The areas of natural decrease stretch from industrial areas near Pittsburgh and Cleveland to the vineyards outside San Francisco to the rural areas of east Texas and the Great Plains. A common theme is a waning local economy, such as farming, mining or industrial areas. They also include some retirement communities in Florida, although many are cushioned by a steady flow of new retirees each year.
Over the last few years, increased immigration is the suggested cure for demographic decline. The reasoning is sound enough. But can immigrants save Rust Belt cities such as Detroit? Trends in urban geography suggest no, they won't.
Immigrants impact, sometimes more dramatically than the act of moving into the city, urban population via natural increase. Higher birth rates swell the ranks of children in local schools. As long as these kids don't leave, the future looks bright. But thanks to demographic convergence, immigrants populations have less children as they become better educated and more prosperous. Add to that improving national economies in the sending countries (e.g. Mexico) and the floundering US economy, there is less incentive to come here in the first place. Secondary domestic migration from gateway cities such as New York are more likely prospects for gains than direct immigration.
Flagging birth rates aren't the biggest drag on the Rust Belt immigration policy suggestion. A major shift in urban geography is much more vexing. Not-so-Rust-Belt Baltimore is growing:
Downtown Baltimore’s 130 percent population growth since 2000 has included few immigrants. While Southeastern Baltimore has received an influx of immigrants — helping the city post its first population gain in six decades — few recent downtown residents have moved in from outside the U.S.
Kirby Fowler, president of Downtown Partnership of Baltimore Inc., said Thursday at the nonprofit’s annual State of Downtown meeting he’s been waiting for news of new population growth “for a very, very long time.”
“A lot of credit goes to the city’s ability to attract immigrants, particularly from Central and South America,” Fowler said. “But the trend in downtown has been more about in-migration than immigration.
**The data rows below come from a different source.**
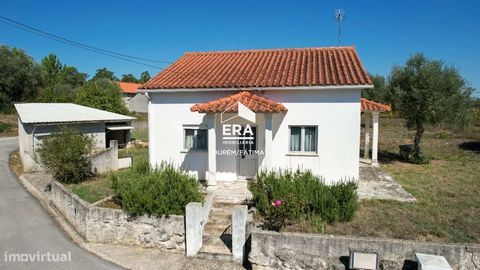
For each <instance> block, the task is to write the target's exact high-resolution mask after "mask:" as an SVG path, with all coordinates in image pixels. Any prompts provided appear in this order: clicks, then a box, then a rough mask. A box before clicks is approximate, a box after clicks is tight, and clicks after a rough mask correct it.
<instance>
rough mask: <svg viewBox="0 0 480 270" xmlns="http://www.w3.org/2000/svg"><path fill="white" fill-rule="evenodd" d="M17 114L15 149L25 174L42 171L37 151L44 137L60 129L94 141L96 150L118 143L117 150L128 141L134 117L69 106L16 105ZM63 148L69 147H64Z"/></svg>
mask: <svg viewBox="0 0 480 270" xmlns="http://www.w3.org/2000/svg"><path fill="white" fill-rule="evenodd" d="M15 109H16V110H17V113H18V145H19V148H20V157H21V159H22V162H23V167H24V170H25V171H36V170H41V166H40V163H39V162H38V158H37V153H36V151H37V149H38V146H39V144H40V143H41V141H42V140H43V139H44V138H46V137H47V136H49V135H51V134H54V133H57V132H60V131H61V130H62V128H63V127H67V128H72V129H75V130H79V131H81V132H83V133H85V134H88V135H90V136H91V137H92V138H93V142H94V148H95V149H97V150H102V149H106V148H108V147H109V142H110V140H117V141H118V145H119V147H122V146H125V145H126V144H127V143H128V142H129V141H130V131H131V130H132V129H133V127H132V120H133V119H135V118H134V117H131V116H127V115H121V114H117V113H112V112H108V111H103V110H99V109H94V108H90V107H85V106H81V105H77V104H72V103H23V104H15ZM65 147H68V145H66V146H65Z"/></svg>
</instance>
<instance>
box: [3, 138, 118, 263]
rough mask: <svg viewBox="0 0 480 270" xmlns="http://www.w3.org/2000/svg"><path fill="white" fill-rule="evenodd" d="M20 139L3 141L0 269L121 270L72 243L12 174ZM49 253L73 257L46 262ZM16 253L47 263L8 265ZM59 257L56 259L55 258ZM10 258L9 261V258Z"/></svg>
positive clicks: (107, 262) (33, 197)
mask: <svg viewBox="0 0 480 270" xmlns="http://www.w3.org/2000/svg"><path fill="white" fill-rule="evenodd" d="M17 148H18V139H17V138H16V137H13V138H0V269H122V268H120V267H118V266H116V265H114V264H112V263H109V262H107V261H104V260H102V259H100V258H99V257H97V256H95V255H93V254H91V253H89V252H87V251H85V250H84V249H82V248H80V247H78V246H77V245H75V244H74V243H73V242H71V241H70V240H69V239H68V238H67V237H66V236H65V235H64V234H63V233H62V232H61V231H60V229H59V228H58V227H57V226H56V224H55V222H54V221H53V220H52V219H51V218H50V216H49V215H48V213H47V212H46V211H45V210H44V209H43V208H42V206H41V205H40V204H39V203H38V201H37V200H36V199H35V198H34V197H32V195H30V194H29V193H28V192H27V191H26V190H25V189H24V188H23V186H22V185H21V184H20V183H19V182H18V180H17V179H16V178H15V177H14V176H13V175H12V174H11V173H10V169H9V167H8V158H9V154H10V152H11V151H13V150H15V149H17ZM47 252H50V253H51V254H65V255H66V256H68V252H70V254H71V256H70V257H71V262H45V261H46V260H47V256H48V254H47ZM14 253H20V254H25V255H22V257H23V258H24V259H26V256H28V255H26V254H32V255H31V256H34V257H37V258H38V257H41V256H43V257H44V260H45V261H44V262H35V263H31V262H20V263H19V262H6V259H7V258H8V257H9V255H12V254H14ZM55 256H56V255H55ZM6 257H7V258H6Z"/></svg>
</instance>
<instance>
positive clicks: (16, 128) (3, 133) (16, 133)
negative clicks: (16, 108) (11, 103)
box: [0, 114, 18, 137]
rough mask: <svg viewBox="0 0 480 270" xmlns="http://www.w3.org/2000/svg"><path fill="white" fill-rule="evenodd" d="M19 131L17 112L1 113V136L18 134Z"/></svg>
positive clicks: (13, 135)
mask: <svg viewBox="0 0 480 270" xmlns="http://www.w3.org/2000/svg"><path fill="white" fill-rule="evenodd" d="M17 133H18V128H17V116H16V115H15V114H0V137H10V136H16V135H17Z"/></svg>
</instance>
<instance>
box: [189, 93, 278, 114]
mask: <svg viewBox="0 0 480 270" xmlns="http://www.w3.org/2000/svg"><path fill="white" fill-rule="evenodd" d="M238 102H240V103H242V104H243V105H245V106H246V107H247V108H249V109H250V110H252V111H254V112H270V113H278V112H286V111H287V108H285V106H283V105H282V104H281V103H277V102H275V101H274V100H271V99H268V98H266V97H261V96H257V95H255V94H252V93H250V92H248V91H242V92H239V93H236V94H233V95H231V96H228V97H224V98H219V99H216V100H213V101H210V102H206V103H198V104H195V105H193V106H192V107H191V108H190V110H191V111H192V112H200V113H207V112H217V113H219V112H238Z"/></svg>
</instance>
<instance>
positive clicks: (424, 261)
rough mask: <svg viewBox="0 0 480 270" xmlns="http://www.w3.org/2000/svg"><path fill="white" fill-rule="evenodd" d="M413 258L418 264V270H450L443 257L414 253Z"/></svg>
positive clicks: (446, 259)
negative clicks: (415, 258) (415, 260)
mask: <svg viewBox="0 0 480 270" xmlns="http://www.w3.org/2000/svg"><path fill="white" fill-rule="evenodd" d="M415 258H416V259H417V262H418V270H452V267H451V266H450V264H448V262H447V259H445V257H443V256H438V255H432V254H425V253H415Z"/></svg>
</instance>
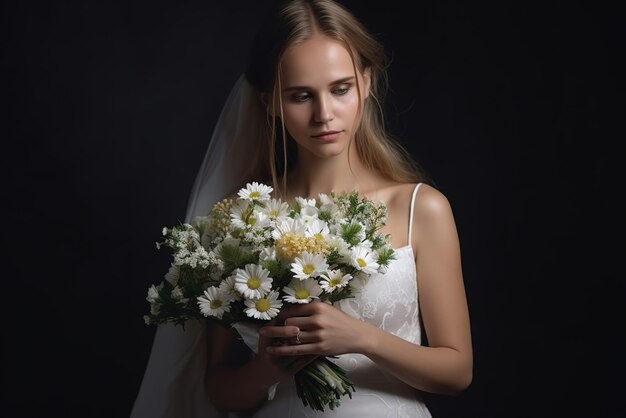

While downtown residents are ethnically and racially diverse, the data indicate that the growth of these residents will continue for the foreseeable future.”
Downtown Baltimore is 48 percent white, 41 percent black, 6.5 percent Asian and 4 percent Hispanic, according to Downtown Partnership’s annual report.
Like Cleveland, Baltimore's downtown is finally showing signs of residential rebound. I'd bet a little digging into ironic demographics of the inner ring would reveal a full-fledged back-to-the city migration. Across the country, urban cores are making a comeback. Immigrants aren't driving the change. College-educated young adults are responsible. It's gentrification. They are displacing immigrants, not joining the ranks.
Both Baltimore and Cleveland are undergoing this transformation. Domestic, not international, migration is the flow to encourage. Immigration policy is beyond the purview of cities. All mayors can do is lobby and make noise about being more welcoming.
If there is a foreign-born boom, it is increasingly found in the inner-ring suburbs as rents in center city become too dear. Forget ghettos such as Chinatown and Little Italy. Strip malls are where you get the good eats.
The new urban ghettos are full of repats, return migrants. They eschew the suburban neighborhoods where they grew up for the downtown pulse that reminds them of the good times they had in Big City. They are riding the wave of globalization that is reshaping the Rust Belt. Post-Great Recession, the immigration strategy doesn't make much sense. Immigrants are heading home, too. You want diversity? There's plenty to be had already present in these United States.